Bonus side story: when posting pictures of the game to Instagram, I found out the village baker in Triora and other folks interested in the city track the #triora hashtag. This came to my attention because these individuals began to send me private messages on IG. They had heard a game was being made about their village but they didn’t know the details. They wanted to know the locations in the village depicted on the board (to see if they corresponded to actual locations). They wanted to know how one wins the game (imagine how awkward it was to explain that one of the goals of the game is to destroy the city). They wanted to see pictures of the game. It was a very entertaining series of conversations and now I’ve actually made a new friend from overseas after having chatted with him at length about the game and the village and its historical events regarding witchcraft.

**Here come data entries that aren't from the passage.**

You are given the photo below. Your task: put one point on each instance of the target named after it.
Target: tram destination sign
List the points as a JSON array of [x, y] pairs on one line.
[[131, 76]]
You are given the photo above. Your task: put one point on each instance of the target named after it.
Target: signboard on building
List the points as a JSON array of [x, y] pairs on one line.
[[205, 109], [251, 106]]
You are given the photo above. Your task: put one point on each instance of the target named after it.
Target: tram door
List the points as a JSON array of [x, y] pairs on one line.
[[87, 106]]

Publisher: Meeple BR Jogos
Actual Playing Time (vs the guideline on the box): varies widely depending on whether the game ends via Inquisitor or destruction; 10-60 minutes.
Game type: worker placement, area control
Jenni’s rating scale:
OUI: I would play this game again; this game is ok. I probably would not buy this game myself but I would play it with those who own it and if someone gave it to me I would keep it.
OUI OUI: I would play this game again; this game is good. I would buy this game.
OUI OUI OUI: I LOVE THIS GAME. I MUST HAVE THIS GAME.
NON: I would not play this game again. I would return this game or give it away if it was given to me.